The data landscape has changed a great deal over the last decade, new technology, new concepts, new approaches, new techniques, new roles, new functions, new team names. Yet a lot of insurance pricing teams have not changed at all, using the same tools and approaches as they did a decade ago, if not longer.
Change for change’s sake is not the aim, but there are huge amounts of value that can be unlocked for pricing team’s by adopting some of the most relevant aspects.
In my blog post on comparing Pricing teams vs Data Science teams I describe the differences between how the two types of teams operate, but why is it that Insurance Pricing differs so much from other industries?
Domain Knowledge
When a pricing team is hiring, other than at the junior level, the role will very likely require n years experience in insurance pricing, the industry very rarely hires from others. Whereas in other industries, data engineers, scientists and analysts will be hired based on general skills with data science tools and technologies rather than domain knowledge, and so cross industry hiring is very common. This means that pricing isn’t hiring from the same pool of talent and knowledge that other industries do.

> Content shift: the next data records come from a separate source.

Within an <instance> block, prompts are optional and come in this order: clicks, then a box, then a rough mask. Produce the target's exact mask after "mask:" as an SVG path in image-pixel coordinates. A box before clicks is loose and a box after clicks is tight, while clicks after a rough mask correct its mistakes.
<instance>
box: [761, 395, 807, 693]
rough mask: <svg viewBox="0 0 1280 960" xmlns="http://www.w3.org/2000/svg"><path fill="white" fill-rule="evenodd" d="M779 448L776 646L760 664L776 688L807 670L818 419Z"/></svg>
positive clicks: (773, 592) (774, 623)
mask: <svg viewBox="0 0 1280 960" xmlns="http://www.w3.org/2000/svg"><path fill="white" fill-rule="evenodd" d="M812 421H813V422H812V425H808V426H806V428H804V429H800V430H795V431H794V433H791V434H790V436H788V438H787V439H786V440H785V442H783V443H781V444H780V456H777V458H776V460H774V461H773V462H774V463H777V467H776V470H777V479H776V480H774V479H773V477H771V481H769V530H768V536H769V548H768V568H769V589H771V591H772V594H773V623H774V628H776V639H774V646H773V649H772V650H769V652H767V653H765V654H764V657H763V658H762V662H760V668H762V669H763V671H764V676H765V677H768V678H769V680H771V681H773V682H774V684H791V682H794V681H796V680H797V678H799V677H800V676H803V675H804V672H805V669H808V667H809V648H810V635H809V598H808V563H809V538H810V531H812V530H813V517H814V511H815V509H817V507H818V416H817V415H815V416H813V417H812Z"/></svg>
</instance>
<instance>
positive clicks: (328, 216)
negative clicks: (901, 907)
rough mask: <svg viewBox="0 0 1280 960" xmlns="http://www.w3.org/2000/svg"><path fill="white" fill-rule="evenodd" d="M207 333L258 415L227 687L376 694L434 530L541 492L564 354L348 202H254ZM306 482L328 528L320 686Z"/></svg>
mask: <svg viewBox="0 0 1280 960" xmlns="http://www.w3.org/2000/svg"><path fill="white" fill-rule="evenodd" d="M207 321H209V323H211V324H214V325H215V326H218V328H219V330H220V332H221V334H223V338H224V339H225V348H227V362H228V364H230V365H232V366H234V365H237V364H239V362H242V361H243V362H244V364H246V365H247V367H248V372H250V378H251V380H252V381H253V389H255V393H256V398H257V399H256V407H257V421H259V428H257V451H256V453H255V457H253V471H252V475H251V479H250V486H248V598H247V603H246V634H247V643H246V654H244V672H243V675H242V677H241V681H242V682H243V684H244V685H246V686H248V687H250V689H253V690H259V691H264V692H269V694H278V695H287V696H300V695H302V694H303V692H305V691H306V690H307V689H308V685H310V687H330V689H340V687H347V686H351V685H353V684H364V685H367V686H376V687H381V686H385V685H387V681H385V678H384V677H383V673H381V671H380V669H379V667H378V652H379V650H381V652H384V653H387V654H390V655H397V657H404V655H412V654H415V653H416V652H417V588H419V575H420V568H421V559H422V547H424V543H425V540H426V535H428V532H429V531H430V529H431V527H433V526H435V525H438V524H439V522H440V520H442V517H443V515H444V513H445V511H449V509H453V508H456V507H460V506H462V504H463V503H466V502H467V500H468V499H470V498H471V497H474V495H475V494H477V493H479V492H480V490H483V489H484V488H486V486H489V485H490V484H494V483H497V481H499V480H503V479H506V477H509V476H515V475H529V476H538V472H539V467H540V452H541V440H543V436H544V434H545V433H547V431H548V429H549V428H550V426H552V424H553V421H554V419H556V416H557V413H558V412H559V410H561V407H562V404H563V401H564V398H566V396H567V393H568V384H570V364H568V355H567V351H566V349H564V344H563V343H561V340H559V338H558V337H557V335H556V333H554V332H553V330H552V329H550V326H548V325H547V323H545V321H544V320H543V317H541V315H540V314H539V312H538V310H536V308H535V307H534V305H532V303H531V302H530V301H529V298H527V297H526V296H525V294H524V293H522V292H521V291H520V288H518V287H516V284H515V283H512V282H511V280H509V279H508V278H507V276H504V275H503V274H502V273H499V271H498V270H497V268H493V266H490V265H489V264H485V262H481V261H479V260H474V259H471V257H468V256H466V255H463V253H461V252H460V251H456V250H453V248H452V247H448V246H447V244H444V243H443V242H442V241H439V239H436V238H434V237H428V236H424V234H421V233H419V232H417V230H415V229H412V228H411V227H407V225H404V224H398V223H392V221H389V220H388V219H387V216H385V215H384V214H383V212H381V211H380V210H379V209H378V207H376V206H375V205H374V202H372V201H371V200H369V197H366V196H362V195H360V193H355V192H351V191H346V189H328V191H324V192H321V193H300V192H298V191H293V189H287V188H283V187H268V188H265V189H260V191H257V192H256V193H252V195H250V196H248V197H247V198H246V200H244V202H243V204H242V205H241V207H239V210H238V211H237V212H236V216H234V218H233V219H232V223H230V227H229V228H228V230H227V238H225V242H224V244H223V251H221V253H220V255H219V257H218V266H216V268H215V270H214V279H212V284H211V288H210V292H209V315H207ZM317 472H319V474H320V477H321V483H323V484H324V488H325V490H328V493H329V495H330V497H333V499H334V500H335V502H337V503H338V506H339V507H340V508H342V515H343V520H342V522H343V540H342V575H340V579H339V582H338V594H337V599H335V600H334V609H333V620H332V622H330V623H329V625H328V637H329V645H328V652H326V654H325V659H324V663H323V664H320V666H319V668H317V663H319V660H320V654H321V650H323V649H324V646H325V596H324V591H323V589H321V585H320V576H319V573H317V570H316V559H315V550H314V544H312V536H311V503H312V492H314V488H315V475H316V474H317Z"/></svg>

That’s not to say domain knowledge isn’t important; an analyst or data scientist in any industry will be able to build better solutions to more challenging problems if they have experience in that field than if they don’t. But the cost is that the insurance pricing isn’t hiring analysts with experience of modern approaches.
Upskilling through self-study
A key method of learning skills and technologies is learning them from other’s at work, however if none of the other analysts are using modern approaches or best practices, this won’t be the case.
Another key method to upskill is through self-study or personal projects. Data Engineers, Scientists and Analysts will generally work on personal projects using the skills they wish to learn in order to keep on top of advancements. Whilst plenty of pricing analysts are prepared to invest their time into upskilling, the default choice to pursue the Actuarial exams and qualifications, which don’t cover data tools, technologies or best practices.
Aversion to change
Anecdotally pricing analysts are generally reluctant to change their ways of working. Where the pricing profession has existed much longer than the term ‘data scientist’, many of the methodologies used in pricing have existed for several decades, and so many analysts are comfortable with these and see adopting new technologies as a risk, and therefore don’t explore the opportunities that new technology has to offer.
A key example of this is the use of machine learning, it is often seen as riskier to deploy a Gradient Boosting Machine rather than a hand crafted Generalised Linear Model, and so a pricing team won’t explore the data science field much further if not planning on utilising these – but this is just one part of the full model building process, the technology that can vastly improve the preparation of the modelling data, the validation, deployment, monitoring and refreshing the model is then missed out on.
Conclusion
The insurance industry is missing out on a lot of the potential value that advancements in the data landscape offers. Some potential explanations for why this is the case are that people with experience and knowledge of these advancements in other industries aren’t being hired by pricing teams, pricing analysts don’t tend to study new data tools and approaches in spare time, and experienced pricing analysts are often averse to changing their approaches and so don’t explore the data science field in depth.